Veterinarians report that 30 percent of the cats and dogs they treat are overweight. Pet-food maker Iams Japan says 14 percent of cat owners and 25 percent of dog owners think their pets are plump.

One reason for the proliferation of fat pets is that many are kept inside and not allowed out. Experts say house-bound pets tend to suffer from a lack of exercise and get fed more because they spend more time with their owners.

They also cite the old adage that pets take after their owners — thus fat people tend to have chubby pets.

Some people say dogs and cats gain more weight due to their prolonged life span, noting that their metabolism slows as they grow older.

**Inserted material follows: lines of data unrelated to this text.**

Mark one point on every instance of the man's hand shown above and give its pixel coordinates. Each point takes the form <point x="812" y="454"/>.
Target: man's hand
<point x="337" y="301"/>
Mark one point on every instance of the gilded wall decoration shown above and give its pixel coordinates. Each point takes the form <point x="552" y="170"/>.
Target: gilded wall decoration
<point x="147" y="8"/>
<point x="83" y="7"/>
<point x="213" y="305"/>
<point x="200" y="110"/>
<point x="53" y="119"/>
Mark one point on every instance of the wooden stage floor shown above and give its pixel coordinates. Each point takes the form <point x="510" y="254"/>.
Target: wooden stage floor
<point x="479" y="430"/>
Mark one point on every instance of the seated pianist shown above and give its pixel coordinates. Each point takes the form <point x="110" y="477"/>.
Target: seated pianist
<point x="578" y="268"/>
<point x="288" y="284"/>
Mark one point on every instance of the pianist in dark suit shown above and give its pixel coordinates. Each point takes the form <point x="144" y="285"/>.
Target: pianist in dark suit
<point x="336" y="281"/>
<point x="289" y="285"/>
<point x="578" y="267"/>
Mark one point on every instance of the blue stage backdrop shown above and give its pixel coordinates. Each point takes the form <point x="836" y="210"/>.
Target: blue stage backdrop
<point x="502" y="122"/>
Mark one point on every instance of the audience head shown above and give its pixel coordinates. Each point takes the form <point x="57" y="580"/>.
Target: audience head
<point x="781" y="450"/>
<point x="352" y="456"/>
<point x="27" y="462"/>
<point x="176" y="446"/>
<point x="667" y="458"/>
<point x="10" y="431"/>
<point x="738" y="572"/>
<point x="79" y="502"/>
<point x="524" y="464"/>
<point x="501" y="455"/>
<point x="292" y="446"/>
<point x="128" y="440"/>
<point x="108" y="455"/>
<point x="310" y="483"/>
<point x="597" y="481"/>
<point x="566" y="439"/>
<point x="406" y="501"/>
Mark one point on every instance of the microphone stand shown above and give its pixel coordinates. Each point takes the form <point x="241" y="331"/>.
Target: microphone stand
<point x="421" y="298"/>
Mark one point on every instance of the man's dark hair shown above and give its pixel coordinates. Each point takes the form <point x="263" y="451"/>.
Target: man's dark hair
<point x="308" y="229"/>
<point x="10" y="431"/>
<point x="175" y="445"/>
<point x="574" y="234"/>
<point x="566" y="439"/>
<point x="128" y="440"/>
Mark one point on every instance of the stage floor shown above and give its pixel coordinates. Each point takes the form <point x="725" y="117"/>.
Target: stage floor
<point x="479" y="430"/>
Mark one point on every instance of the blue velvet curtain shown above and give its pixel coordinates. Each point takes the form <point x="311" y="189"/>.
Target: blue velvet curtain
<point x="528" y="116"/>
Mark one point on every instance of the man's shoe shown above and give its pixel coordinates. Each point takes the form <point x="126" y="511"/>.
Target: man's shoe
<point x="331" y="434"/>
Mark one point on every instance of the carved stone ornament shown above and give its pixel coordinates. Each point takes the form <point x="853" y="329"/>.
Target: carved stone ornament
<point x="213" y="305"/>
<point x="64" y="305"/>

Owners of small dogs, which are now all the rage in Japan, are likely to let them get fat because it is hard to determine if they actually have a weight problem.

Veterinarians warn a gain or loss of 1 kg for a 5-kg dog is a huge change — accounting for 20 percent of its body weight — though its owner may just think the furry companion is a little on the pudgy side.

Vets offer these tips to help decide if your pet should shed those extra kilos:

Look at its appearance.

It is too fat if its stomach is hanging down, its sides are swollen, the base of its tail is mounted and it moves slowly.

If you cannot touch its backbone because of fat, it is overweight.

If you can see its ribs, it is too thin.

An effective way to reduce a pet’s weight is to take it out for exercise and put it on a diet.

Pet-food makers offer a variety of diet foods to keep animals in shape. But an official of Iams Japan said, “Foods with more fiber content and less calories tend to be difficult to digest.”

A new product on the market does not feature higher fiber content but is aimed at helping pets slim down with the help of fat-burning ingredients.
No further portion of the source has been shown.